Georges Mares

Un grand et bon sourire surmonté d’un large béret …

Promeneurs, peut-être avez-vous déjà rencontré Georges Marés assis au pied de la croix qui orne le bout de l’allée de Canet. C’est un lieu qu’il affectionne : «C’est ma pause. De ce point de vue, je peux voir les gens qui passent et embrasser d’un seul regard une grande partie de la propriété où je vis depuis maintenant 60 ans mais aussi Estramiac le village de ma naissance. »

Bien que natif d’Estramiac, au hameau de La Caussade, Georges, du haut de ses 87 ans, compte sans aucun doute parmi les « anciens » de Monfort.

Il passe les 27 premières années de sa vie dans le village qui l‘a vu naître. Il se souvient de ses années sur les bancs de l’école communale, puis de l’école primaire supérieure de Beaumont de Lomagne. Il n’y restera pas longtemps car les temps sont durs et on a besoin de lui sur l’exploitation familiale. A 13 ans, certificat d’études en poche il commence à travailler la terre avec ses parents. Métier qu’il ne cessera plus d’exercer.

Le 28 août 1948, il épouse une jeune fille de Monfort, Marie-Thérèse Carrère. « On s’est rencontré dans des fêtes de familles car nous avions des cousins communs ». Georges vend alors La Caussade et le couple s’installe à Canet, propriété de Léopold Carrère, le père de Marie-Thérèse.

« Ça n’a pas toujours été une partie de plaisir » nous confie-t-il. « La propriété n’était pas en bon état, la maison non plus d’ailleurs. Nous n’en avions pas encore l’usufruit et nous avons vécu à sept dans une toute petite partie de cette grande bâtisse ».
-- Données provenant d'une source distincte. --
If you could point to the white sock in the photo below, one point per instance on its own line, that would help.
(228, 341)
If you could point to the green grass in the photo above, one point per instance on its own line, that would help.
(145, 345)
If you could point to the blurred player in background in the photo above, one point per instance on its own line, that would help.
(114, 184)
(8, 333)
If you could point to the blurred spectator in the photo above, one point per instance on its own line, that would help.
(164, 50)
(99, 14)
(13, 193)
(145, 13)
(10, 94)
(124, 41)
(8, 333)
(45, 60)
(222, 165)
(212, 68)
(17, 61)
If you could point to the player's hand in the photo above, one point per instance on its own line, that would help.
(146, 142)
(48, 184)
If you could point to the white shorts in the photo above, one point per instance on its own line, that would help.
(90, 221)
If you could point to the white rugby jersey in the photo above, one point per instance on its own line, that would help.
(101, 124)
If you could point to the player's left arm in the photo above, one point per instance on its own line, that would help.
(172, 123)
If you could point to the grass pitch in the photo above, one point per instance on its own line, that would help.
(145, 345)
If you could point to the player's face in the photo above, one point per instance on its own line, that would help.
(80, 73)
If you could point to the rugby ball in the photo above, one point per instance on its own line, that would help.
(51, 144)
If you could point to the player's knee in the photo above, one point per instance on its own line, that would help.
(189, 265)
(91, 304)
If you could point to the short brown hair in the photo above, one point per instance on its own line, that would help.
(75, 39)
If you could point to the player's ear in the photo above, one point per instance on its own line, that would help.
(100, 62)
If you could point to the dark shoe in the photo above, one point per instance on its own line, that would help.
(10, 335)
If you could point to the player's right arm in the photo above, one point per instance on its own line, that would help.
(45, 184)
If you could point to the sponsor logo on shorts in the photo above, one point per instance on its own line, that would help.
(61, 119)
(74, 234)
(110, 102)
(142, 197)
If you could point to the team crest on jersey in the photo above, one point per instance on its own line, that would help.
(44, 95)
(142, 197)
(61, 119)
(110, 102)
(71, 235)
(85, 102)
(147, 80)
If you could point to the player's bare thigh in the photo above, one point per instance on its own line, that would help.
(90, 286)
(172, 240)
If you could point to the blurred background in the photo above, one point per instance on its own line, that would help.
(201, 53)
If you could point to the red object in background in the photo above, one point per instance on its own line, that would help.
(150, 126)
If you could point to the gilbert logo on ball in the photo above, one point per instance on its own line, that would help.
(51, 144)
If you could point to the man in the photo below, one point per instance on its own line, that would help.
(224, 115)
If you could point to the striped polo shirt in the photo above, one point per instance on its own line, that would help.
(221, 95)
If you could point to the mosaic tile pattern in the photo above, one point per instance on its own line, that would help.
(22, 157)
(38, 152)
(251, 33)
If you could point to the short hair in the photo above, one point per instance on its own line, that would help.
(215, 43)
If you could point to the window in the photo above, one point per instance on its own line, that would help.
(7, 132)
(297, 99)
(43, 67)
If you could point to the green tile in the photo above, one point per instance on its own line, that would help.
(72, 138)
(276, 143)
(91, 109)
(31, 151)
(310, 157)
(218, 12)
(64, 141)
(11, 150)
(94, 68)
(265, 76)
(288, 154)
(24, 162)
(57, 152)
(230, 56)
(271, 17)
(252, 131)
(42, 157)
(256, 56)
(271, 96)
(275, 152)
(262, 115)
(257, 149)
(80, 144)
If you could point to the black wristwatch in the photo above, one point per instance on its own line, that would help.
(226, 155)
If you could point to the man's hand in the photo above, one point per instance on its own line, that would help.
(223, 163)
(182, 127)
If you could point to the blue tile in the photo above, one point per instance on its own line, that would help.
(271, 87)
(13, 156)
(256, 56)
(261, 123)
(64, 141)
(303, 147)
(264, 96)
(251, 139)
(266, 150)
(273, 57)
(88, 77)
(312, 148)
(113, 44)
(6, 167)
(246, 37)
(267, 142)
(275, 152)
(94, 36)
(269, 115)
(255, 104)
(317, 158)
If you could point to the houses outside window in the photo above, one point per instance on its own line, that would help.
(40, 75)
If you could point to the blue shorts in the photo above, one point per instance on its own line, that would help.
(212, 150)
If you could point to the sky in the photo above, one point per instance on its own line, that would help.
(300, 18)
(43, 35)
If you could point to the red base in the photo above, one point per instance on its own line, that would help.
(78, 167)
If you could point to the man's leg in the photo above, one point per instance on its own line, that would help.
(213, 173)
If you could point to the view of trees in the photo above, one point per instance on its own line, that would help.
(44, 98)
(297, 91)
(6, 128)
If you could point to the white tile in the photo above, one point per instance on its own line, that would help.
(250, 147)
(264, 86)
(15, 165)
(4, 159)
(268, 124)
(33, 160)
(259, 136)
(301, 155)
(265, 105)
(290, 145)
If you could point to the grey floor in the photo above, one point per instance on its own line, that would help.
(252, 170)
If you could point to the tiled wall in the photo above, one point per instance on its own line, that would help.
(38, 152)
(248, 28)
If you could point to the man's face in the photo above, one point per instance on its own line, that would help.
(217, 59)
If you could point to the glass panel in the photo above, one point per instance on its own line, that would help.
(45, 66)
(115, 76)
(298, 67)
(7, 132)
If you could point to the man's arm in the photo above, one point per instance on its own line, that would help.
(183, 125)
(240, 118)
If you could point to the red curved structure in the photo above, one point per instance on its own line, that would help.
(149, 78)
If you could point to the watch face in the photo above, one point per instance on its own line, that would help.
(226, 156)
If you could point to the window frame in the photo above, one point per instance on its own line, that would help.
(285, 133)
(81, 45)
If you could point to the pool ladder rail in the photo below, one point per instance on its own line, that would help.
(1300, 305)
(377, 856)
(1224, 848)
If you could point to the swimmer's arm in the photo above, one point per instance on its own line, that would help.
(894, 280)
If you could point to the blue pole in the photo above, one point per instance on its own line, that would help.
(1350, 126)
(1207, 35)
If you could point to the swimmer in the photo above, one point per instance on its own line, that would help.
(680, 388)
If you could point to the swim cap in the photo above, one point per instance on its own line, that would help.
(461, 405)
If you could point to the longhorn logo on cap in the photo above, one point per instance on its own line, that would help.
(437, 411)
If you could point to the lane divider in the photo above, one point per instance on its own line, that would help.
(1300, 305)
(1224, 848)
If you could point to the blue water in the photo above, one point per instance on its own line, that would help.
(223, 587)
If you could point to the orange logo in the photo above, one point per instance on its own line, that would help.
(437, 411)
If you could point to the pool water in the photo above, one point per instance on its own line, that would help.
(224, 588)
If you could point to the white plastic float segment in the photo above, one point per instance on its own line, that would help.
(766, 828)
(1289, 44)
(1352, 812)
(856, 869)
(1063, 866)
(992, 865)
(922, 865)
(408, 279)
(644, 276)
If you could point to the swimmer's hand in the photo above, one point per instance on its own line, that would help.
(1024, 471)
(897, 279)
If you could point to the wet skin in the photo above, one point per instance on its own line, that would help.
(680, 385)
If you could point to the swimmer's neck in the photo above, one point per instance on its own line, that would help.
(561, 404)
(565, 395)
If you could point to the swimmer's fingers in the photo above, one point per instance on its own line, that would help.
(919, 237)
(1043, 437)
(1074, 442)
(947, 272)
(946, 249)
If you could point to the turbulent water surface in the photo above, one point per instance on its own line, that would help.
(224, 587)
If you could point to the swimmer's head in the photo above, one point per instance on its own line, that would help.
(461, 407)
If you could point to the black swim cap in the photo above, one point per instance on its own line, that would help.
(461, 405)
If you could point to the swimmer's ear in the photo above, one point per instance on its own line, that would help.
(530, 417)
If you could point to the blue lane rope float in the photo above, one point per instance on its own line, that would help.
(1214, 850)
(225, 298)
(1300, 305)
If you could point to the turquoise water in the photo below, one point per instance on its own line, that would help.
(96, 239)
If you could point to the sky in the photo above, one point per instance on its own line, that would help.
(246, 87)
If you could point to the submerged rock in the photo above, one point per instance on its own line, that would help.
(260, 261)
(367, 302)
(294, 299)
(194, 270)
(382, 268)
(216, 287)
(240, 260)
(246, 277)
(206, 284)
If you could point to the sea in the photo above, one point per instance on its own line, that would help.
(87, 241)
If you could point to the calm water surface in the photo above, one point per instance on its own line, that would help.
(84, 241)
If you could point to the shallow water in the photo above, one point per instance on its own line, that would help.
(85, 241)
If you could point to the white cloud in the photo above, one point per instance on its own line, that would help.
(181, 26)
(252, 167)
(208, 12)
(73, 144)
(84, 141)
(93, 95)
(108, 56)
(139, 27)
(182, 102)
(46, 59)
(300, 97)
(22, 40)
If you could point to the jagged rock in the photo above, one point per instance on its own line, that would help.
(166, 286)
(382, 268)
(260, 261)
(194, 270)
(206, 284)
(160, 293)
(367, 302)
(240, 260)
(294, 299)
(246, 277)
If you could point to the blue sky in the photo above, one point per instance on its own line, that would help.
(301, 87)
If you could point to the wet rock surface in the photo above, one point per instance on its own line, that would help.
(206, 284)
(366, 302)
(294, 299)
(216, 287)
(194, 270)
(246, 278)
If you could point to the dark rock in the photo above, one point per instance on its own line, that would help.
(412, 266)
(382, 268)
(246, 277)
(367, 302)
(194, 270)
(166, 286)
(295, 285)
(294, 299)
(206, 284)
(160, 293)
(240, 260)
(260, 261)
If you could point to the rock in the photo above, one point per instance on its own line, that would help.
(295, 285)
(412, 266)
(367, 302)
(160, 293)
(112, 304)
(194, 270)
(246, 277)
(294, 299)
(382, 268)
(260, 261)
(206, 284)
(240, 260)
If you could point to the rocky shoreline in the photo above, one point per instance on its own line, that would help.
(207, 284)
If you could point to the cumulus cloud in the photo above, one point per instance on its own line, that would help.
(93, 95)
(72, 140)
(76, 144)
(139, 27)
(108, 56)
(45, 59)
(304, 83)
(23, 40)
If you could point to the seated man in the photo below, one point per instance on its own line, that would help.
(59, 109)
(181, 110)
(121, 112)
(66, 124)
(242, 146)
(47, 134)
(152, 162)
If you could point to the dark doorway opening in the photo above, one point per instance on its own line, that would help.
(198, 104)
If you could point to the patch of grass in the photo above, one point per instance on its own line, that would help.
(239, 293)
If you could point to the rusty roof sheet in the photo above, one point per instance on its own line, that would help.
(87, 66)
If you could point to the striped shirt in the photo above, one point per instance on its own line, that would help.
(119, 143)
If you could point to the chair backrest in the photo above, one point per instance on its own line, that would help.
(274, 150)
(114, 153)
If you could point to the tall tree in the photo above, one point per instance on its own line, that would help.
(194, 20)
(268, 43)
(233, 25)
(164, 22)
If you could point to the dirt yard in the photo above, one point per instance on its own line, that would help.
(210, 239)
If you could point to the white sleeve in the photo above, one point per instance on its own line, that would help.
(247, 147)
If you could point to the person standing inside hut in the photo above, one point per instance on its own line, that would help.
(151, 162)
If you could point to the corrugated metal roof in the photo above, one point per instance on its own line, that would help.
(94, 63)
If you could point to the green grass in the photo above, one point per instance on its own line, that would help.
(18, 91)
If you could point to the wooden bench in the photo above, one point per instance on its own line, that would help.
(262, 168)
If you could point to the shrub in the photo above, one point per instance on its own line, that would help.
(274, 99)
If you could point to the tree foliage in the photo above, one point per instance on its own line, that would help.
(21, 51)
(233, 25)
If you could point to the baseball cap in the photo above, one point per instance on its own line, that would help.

Il nous raconte le travail de la terre. « A l’époque, on tierçait ». C’est la pratique de l’assolement triennal. Pour ne pas « fatiguer » la terre, on alternait les cultures sur une même parcelle : du blé, puis de l’avoine et enfin des prairies artificielles ou du maïs. Et puis il y avait le jardin et les volailles : « ça, c’était plutôt son domaine à elle, Marie-Thérèse ».

Le travail dans les champs se faisait avec les vaches, des gasconnes dressées au joug pour tirer les charrues. Parfois on utilisait un tracteur, un vieil Austin à roues métalliques, acheté par le père de Marie-Thérèse dans les années 30. L’exploitation se modernise peu à peu. Georges achète son premier tracteur dans les années 50 : un Renault. C’est la fin du travail avec les vaches. Les cultures changent ainsi que les modes d’exploitation. Il a fallu s’adapter sans cesse  et suivre les nombreuses évolutions des semences, des produits et surtout des réglementations…

Georges dit n’avoir aucun regret lorsqu’il pense à ces 60 années passées à Monfort. Et, après 87 ans d’une vie bien remplie, il coule des jours paisibles au côté de son épouse, entourés de leurs quatre enfants, leurs neuf petits-enfants et de leur arrière-petit-fils qui grandit lui aussi à Canet.

Alors passants, si vous rencontrez Georges avec son large béret et son grand et bon sourire, assis au pied de sa croix, arrêtez-vous un instant pour profiter de ses nombreux souvenirs.